Python script to convert ukrainian morphological dictionary to OpenCorpora format. Script runs well under PyPy and also collects some stats/insights/anomalies in the dicts. Use on your own risk.

MIT License

12 stars 10 forks source link

Gathering stats to find anomalies in dict #6

Open dchaplinsky opened 9 years ago

dchaplinsky commented 9 years ago

At the moment we already doing such thing but it'd be nice to collect more.

Check how conversion script is using blinker to report some of stats and --debug flag.

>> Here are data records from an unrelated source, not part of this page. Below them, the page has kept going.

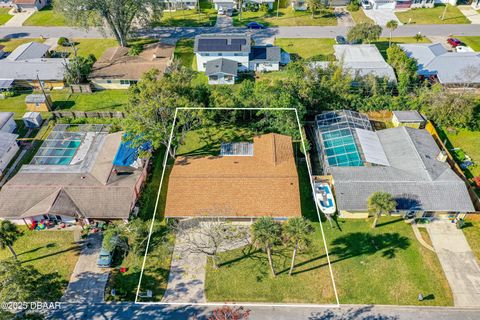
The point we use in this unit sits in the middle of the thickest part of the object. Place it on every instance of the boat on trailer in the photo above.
(324, 198)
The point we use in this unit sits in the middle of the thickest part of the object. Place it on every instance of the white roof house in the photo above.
(364, 59)
(450, 68)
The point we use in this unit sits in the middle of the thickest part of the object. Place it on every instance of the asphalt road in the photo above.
(280, 32)
(345, 312)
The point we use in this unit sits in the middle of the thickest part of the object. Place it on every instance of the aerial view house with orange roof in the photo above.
(246, 181)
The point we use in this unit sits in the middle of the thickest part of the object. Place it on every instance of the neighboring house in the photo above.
(246, 181)
(29, 4)
(7, 124)
(8, 149)
(402, 161)
(221, 71)
(28, 66)
(76, 176)
(363, 60)
(238, 49)
(455, 69)
(409, 118)
(172, 5)
(116, 69)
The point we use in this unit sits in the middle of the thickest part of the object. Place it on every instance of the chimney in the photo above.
(442, 156)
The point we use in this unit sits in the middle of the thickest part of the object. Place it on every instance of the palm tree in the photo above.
(297, 231)
(266, 232)
(9, 233)
(380, 203)
(392, 25)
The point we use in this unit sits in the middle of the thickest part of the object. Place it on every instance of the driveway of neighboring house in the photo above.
(19, 18)
(458, 262)
(381, 16)
(88, 281)
(470, 13)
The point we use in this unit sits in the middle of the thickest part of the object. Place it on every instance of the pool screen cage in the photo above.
(338, 139)
(62, 143)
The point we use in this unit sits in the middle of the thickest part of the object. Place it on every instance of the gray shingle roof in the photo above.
(221, 65)
(265, 54)
(29, 50)
(364, 59)
(415, 178)
(449, 67)
(236, 42)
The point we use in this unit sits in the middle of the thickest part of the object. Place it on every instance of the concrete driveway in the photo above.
(381, 16)
(87, 283)
(458, 262)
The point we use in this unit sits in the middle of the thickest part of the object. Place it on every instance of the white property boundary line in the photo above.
(238, 303)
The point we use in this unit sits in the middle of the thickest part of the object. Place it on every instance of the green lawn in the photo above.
(360, 17)
(287, 17)
(385, 265)
(49, 252)
(317, 49)
(433, 16)
(89, 46)
(4, 16)
(189, 18)
(46, 17)
(11, 44)
(473, 42)
(472, 233)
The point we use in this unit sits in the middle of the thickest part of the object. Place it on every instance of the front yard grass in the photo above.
(46, 17)
(472, 41)
(287, 17)
(315, 49)
(89, 46)
(189, 18)
(49, 252)
(385, 265)
(4, 16)
(433, 15)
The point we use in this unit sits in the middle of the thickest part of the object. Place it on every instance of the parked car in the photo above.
(105, 259)
(255, 25)
(340, 40)
(366, 5)
(454, 42)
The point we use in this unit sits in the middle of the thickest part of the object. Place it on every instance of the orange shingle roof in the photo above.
(265, 184)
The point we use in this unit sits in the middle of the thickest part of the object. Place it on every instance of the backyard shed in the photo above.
(38, 102)
(32, 119)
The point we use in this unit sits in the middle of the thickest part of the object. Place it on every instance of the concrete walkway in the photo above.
(19, 18)
(87, 283)
(470, 13)
(458, 262)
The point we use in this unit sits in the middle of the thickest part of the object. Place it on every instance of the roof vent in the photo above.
(442, 156)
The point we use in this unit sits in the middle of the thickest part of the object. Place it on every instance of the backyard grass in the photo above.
(50, 252)
(287, 17)
(472, 233)
(11, 44)
(89, 46)
(360, 17)
(473, 42)
(4, 16)
(189, 18)
(46, 17)
(316, 49)
(385, 265)
(433, 15)
(106, 100)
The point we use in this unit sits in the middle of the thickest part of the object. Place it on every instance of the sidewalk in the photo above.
(458, 262)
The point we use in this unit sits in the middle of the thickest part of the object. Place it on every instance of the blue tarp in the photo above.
(127, 154)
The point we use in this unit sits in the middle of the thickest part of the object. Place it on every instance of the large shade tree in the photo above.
(380, 203)
(119, 16)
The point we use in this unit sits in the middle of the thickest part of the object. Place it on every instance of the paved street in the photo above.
(345, 312)
(458, 262)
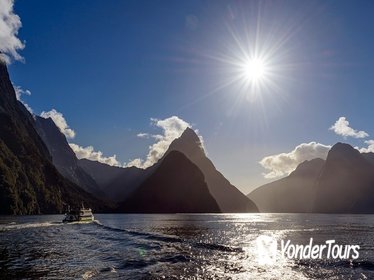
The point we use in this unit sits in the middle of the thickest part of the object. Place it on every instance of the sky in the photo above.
(125, 78)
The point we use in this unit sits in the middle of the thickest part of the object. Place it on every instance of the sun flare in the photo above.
(254, 70)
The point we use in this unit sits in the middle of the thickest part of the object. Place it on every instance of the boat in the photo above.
(81, 214)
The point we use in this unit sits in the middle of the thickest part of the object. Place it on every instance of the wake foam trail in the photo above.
(15, 226)
(173, 239)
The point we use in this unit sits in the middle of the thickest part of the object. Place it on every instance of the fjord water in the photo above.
(179, 246)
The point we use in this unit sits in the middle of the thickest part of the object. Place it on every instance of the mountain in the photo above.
(228, 197)
(346, 183)
(176, 186)
(29, 182)
(63, 156)
(115, 182)
(292, 194)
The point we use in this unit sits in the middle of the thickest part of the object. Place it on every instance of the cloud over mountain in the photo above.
(60, 122)
(284, 163)
(19, 92)
(10, 23)
(172, 128)
(341, 127)
(369, 148)
(90, 153)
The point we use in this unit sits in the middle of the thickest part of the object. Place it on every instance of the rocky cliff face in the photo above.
(176, 186)
(346, 184)
(29, 183)
(228, 197)
(63, 156)
(292, 194)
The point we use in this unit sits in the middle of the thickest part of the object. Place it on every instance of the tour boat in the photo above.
(78, 215)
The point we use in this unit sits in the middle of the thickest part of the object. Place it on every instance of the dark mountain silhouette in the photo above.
(343, 183)
(29, 182)
(346, 184)
(228, 197)
(63, 156)
(292, 194)
(116, 182)
(175, 186)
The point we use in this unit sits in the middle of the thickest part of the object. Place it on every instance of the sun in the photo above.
(254, 70)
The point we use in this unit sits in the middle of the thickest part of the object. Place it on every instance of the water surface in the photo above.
(180, 246)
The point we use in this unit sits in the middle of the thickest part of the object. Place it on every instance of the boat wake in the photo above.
(173, 239)
(15, 226)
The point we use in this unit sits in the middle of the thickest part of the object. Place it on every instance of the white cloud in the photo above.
(143, 135)
(10, 23)
(89, 153)
(369, 149)
(135, 162)
(284, 163)
(341, 127)
(60, 122)
(19, 92)
(172, 128)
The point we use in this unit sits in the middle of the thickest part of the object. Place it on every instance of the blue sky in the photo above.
(110, 66)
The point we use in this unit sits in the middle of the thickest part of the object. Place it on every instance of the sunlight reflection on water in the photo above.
(177, 247)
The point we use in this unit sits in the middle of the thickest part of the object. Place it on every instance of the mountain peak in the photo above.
(189, 143)
(190, 135)
(308, 167)
(343, 151)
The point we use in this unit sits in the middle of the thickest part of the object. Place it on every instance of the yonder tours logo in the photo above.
(269, 250)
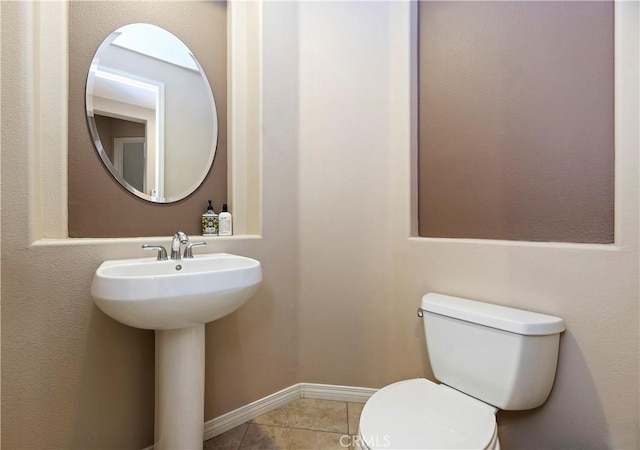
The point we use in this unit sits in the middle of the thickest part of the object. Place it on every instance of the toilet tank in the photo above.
(503, 356)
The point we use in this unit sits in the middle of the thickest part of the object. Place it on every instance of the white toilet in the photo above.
(488, 357)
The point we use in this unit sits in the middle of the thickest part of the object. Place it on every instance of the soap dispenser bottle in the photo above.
(225, 222)
(210, 222)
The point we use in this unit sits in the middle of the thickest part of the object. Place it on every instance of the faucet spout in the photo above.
(176, 242)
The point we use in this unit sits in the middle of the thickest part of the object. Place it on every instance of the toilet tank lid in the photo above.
(495, 316)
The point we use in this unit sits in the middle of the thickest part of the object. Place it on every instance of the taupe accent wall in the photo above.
(97, 203)
(516, 137)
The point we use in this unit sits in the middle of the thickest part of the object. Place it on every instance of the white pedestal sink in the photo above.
(176, 298)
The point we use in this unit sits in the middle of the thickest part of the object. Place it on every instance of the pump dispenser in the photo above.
(210, 222)
(226, 222)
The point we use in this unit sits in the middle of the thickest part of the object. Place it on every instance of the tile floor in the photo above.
(302, 424)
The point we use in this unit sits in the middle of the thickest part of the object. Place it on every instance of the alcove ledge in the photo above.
(45, 40)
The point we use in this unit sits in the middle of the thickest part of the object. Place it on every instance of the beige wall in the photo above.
(96, 202)
(342, 278)
(516, 120)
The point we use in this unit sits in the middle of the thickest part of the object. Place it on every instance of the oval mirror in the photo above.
(151, 113)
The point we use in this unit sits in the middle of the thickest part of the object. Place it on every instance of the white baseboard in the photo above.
(232, 419)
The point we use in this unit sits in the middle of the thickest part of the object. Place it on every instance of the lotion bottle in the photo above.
(225, 221)
(210, 222)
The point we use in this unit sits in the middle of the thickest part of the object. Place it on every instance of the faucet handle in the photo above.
(162, 252)
(188, 251)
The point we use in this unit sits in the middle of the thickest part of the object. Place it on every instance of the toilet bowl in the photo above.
(488, 357)
(420, 414)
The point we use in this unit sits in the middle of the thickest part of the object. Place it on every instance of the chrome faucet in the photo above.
(178, 239)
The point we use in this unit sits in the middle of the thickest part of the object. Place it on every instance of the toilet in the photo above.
(487, 357)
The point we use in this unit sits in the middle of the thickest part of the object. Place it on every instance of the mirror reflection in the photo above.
(151, 113)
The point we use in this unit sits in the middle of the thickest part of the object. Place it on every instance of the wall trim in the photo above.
(232, 419)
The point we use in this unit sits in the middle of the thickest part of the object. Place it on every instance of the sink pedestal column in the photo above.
(179, 409)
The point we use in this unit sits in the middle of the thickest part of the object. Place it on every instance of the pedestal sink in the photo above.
(176, 298)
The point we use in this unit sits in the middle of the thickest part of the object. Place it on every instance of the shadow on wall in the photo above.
(115, 387)
(572, 417)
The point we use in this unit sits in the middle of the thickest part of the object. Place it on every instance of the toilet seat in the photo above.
(420, 414)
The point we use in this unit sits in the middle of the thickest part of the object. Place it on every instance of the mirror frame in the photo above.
(95, 137)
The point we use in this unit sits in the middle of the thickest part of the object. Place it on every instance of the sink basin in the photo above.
(164, 295)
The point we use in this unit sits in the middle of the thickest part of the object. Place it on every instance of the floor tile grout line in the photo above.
(243, 435)
(298, 428)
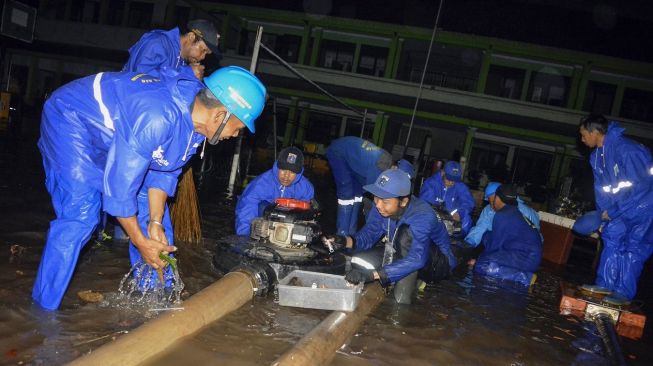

Anomalies detection can include for example histograms of counts of wordforms for different POS. e.g. In 10000 cases VERBs has 14 wordforms, in 1000 cases — 16, and in 5 cases — 35. So we can easily spot suspicious things and report them to dictionary author.

igor-tytyk commented 9 years ago

Hi, there. I have a question about 'lemma form' field in mappings.csv. What is it for? Why 'verb' has only 'inf' there and no gender, mood?

dchaplinsky commented 9 years ago

That's bare minimum of tags that lemma should have.

Check this out: https://github.com/dchaplinsky/LT2OpenCorpora/blob/master/convert.py#L142

I'll also redirect you an email from Marianna where she gave me that list.

igor-tytyk commented 9 years ago

by the way, what exactly anomalies are? is there a place where they are described? are they just wrong word-forms or tagsets?

dchaplinsky commented 9 years ago

Anything you can think of. Basically, it's more like a fishing in a moody water.

dchaplinsky commented 9 years ago

As I said, one such example is to count number of wordforms for each lemma and check the breakdown by POS. If adj usually has (say) 5 or 6 wordforms those rare cases where there are 2 forms or 17 should be investigated, etc.

dchaplinsky commented 9 years ago

Check commits d7187fb2b8fd661812658c55dec4547a755d6110 and 85d6f17e906b04ad35bd88ccd9d0ff9faaad4522 for another example.